29.6% 100.0% 3.7MiB .text section size, the file size is 12.7MiB
On a powerful 12-core/24-thread AMD Ryzen 5900X machine,
cargo bloat --release --example camera --times
says the yaserde
-based
schema
crate takes 97.99s to compile; the static-xml
-based version takes
33.43s to compile. The difference is even more dramatic on older machines.
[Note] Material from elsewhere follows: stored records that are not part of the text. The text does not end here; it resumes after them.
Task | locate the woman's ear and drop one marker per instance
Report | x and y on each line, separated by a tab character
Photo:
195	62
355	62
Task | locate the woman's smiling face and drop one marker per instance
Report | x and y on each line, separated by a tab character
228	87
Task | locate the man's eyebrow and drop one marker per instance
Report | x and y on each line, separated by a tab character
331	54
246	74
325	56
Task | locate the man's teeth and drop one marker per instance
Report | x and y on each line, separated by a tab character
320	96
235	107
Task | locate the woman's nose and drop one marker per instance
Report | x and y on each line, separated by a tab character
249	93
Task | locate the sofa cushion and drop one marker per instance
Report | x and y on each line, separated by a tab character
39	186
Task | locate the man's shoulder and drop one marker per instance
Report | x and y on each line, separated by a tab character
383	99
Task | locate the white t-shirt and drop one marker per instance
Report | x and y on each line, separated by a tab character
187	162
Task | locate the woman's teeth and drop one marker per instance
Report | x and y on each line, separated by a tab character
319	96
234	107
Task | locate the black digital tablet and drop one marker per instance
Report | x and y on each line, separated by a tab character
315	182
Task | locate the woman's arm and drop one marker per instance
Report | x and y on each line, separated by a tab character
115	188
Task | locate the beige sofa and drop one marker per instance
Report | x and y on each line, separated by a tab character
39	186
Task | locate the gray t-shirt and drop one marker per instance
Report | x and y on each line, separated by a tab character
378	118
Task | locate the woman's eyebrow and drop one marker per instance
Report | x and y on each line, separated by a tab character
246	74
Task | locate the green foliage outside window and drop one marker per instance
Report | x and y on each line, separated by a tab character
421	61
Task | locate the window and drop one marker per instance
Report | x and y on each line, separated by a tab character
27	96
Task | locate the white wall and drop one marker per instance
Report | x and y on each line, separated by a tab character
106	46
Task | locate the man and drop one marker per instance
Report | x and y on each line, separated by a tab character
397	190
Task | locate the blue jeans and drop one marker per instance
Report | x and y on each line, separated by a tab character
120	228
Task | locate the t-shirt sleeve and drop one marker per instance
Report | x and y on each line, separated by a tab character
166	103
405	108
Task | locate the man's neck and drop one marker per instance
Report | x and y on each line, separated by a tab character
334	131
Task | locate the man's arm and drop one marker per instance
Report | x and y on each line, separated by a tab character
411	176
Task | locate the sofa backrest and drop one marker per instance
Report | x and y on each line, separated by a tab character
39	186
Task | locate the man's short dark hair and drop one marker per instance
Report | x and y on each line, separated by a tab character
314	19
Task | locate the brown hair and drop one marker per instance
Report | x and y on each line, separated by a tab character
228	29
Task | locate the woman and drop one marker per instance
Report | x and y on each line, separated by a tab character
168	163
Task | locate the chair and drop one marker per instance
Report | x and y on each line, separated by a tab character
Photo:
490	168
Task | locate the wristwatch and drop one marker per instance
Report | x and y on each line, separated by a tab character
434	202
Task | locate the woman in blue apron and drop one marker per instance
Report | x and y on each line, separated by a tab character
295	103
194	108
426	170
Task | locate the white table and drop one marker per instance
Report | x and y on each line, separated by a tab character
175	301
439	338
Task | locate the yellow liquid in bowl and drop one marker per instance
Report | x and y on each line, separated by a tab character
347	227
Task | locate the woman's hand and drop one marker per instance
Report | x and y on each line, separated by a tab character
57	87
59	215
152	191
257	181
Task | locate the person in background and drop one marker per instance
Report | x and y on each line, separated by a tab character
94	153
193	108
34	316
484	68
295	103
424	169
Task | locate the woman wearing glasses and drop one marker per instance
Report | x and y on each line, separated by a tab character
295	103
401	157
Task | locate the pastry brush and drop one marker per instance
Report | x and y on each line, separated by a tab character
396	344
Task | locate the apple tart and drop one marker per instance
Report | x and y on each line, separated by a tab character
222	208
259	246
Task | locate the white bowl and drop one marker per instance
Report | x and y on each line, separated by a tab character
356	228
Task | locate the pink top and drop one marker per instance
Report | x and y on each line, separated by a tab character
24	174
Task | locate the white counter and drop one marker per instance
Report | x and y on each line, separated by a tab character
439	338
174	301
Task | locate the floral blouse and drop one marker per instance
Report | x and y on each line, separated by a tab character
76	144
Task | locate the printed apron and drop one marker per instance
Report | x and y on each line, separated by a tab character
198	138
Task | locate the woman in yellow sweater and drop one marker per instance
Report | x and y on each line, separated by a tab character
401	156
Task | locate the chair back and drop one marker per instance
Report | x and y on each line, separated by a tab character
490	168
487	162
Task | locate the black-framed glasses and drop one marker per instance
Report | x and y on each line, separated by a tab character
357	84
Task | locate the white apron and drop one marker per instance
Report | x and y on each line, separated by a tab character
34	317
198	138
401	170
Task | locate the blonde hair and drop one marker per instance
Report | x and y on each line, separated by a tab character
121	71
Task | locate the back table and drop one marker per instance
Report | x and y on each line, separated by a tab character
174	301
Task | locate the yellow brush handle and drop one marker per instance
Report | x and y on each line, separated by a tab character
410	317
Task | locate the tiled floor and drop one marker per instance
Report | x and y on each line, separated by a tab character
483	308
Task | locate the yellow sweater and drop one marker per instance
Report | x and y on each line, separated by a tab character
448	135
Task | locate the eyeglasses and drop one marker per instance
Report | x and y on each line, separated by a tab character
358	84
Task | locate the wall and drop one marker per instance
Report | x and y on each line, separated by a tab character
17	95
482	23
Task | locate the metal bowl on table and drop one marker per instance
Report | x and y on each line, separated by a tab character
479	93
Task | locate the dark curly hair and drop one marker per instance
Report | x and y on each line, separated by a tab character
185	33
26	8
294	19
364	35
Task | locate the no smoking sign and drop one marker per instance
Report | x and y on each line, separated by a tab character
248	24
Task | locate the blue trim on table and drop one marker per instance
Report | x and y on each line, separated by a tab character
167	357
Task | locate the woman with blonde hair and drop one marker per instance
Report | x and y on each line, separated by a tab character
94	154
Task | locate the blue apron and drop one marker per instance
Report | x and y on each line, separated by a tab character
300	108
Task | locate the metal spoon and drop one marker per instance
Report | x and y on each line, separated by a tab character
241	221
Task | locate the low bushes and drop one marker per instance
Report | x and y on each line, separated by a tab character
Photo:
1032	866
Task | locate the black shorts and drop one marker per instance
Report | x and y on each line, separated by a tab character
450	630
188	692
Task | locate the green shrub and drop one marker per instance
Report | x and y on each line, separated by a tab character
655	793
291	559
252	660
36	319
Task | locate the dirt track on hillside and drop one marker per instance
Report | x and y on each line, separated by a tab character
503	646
On several of my SBC setups, the yaserde
version fails to compile
without enabling zramfs.
yaserde
's derive macros will panic in some cases with an unhelpful error
message. In others, they emit code that doesn't compile and doesn't have the
proper spans. Eg, if a field doesn't implement the required YaSerialize
interface, it describes the problem but doesn't pinpoint the offending line of
code:
error[E0277]: the trait bound `Foo: YaSerialize` is not satisfied
--> schema/src/common.rs:38:37
|
38 | #[derive(Default, PartialEq, Debug, YaSerialize, YaDeserialize)]
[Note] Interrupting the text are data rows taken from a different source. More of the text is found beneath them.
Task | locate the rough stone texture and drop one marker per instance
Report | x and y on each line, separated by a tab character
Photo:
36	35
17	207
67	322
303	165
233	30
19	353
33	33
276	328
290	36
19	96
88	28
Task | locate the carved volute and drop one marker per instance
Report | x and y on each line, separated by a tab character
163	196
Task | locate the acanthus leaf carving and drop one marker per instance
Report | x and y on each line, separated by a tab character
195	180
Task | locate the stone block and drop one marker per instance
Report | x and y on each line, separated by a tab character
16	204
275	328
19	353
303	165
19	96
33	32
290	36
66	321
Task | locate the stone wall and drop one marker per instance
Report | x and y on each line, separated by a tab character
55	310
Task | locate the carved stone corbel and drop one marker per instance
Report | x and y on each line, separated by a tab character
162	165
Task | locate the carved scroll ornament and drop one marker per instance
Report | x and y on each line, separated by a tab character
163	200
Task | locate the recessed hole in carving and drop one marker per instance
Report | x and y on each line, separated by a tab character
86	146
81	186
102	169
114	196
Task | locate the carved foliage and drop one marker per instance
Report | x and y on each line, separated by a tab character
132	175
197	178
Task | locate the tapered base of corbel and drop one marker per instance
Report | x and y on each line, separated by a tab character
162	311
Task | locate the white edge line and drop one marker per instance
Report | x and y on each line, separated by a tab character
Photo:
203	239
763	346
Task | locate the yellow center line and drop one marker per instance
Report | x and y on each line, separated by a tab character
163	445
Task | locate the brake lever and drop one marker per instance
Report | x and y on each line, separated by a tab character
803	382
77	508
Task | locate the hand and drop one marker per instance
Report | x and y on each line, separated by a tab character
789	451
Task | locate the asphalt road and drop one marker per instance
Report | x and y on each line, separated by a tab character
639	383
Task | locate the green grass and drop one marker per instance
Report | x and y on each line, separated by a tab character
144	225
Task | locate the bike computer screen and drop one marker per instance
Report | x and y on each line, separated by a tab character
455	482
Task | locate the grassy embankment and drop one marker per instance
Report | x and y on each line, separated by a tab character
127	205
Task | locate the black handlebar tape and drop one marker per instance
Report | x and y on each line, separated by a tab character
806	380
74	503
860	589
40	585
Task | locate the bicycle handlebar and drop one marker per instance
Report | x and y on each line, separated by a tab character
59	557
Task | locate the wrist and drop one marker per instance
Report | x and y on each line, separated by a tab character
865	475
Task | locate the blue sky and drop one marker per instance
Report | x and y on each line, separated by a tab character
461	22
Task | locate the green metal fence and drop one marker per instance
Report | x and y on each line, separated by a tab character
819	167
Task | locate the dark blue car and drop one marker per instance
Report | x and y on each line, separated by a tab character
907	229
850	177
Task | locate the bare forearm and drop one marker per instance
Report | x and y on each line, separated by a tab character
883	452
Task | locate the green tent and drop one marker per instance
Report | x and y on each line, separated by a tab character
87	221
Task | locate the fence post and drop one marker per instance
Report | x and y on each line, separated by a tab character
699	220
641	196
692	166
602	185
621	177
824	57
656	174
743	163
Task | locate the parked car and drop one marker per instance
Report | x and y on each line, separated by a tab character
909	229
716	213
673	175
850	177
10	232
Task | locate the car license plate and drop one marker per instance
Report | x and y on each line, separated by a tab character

| ^^^^^^^^^^^ the trait `YaSerialize` is not implemented for `Foo`
|
note: required by a bound in `yaserde::YaSerialize::serialize`
--> /home/slamb/.cargo/registry/src/github.com-1ecc6299db9ec823/yaserde-0.7.1/src/lib.rs:106:19
|
106 | fn serialize<W: Write>(&self, writer: &mut ser::Serializer<W>) -> Result<(), String>;
| ^^^^^ required by this bound in `yaserde::YaSerialize::serialize`
= note: this error originates in the derive macro `YaSerialize` (in Nightly builds, run with -Z macro-backtrace for more info)
static-xml
's derive macros always try to add a relevant span.
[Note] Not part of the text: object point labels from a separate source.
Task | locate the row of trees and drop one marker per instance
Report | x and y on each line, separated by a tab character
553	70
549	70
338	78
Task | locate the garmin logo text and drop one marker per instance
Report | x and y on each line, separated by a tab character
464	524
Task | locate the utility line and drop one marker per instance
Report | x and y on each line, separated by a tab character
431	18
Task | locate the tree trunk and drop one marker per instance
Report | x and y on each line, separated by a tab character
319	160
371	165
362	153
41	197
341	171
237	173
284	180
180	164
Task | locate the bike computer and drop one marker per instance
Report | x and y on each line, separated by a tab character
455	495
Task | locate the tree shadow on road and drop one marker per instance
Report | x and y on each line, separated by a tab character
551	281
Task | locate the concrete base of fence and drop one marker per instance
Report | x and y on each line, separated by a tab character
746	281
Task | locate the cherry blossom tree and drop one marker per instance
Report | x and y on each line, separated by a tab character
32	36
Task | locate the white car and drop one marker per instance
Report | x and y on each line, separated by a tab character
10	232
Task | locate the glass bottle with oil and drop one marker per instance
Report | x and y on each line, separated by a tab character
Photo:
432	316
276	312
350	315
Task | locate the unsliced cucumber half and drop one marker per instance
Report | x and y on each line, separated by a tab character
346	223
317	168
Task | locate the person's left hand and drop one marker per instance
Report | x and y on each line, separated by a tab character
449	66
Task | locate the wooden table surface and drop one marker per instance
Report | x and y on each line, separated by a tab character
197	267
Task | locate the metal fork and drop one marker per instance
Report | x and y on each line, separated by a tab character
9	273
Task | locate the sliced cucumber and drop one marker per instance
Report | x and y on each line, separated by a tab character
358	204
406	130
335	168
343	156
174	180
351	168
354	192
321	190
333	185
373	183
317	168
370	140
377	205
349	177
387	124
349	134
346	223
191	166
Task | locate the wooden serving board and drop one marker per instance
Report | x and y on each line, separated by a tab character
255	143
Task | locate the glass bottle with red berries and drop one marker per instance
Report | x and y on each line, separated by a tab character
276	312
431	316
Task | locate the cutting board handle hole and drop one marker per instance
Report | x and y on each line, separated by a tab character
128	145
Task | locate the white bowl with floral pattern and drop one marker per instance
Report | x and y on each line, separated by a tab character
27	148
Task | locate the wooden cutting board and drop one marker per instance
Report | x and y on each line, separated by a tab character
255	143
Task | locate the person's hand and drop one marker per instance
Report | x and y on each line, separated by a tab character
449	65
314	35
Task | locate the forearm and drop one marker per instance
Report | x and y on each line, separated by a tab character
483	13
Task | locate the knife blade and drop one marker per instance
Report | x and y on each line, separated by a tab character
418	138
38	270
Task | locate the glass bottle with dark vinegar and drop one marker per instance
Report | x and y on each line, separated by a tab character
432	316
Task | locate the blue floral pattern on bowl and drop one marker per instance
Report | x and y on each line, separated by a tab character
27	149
error[E0277]: the trait bound `Foo: ParseText` is not satisfied
--> schema/src/common.rs:49:9
|
49 | pub foo: Foo,
| ^^^ the trait `ParseText` is not implemented for `Foo`
|
= note: required because of the requirements on the impl of `Deserialize` for `Foo`
= note: required because of the requirements on the impl of `DeserializeFieldBuilder` for `Foo`
= help: see issue #48214
yaserde
requires that every deserializable type implement Default
, which is
particularly awkward for enum
s. It also doesn't support required fields or
distinguishing between absent fields and ones set to the default value.
static-xml
avoids this by defining a builder type matching each deserializable
type. Some caveats apply: currently the builders' finalize
methods are a
significant source of code bloat, so there's a direct
knob to turn them off.
I'd like to see if I can reduce the bloat without giving up the builders'
advantages.
Your choice of MIT or Apache; see LICENSE-MIT.txt or LICENSE-APACHE, respectively.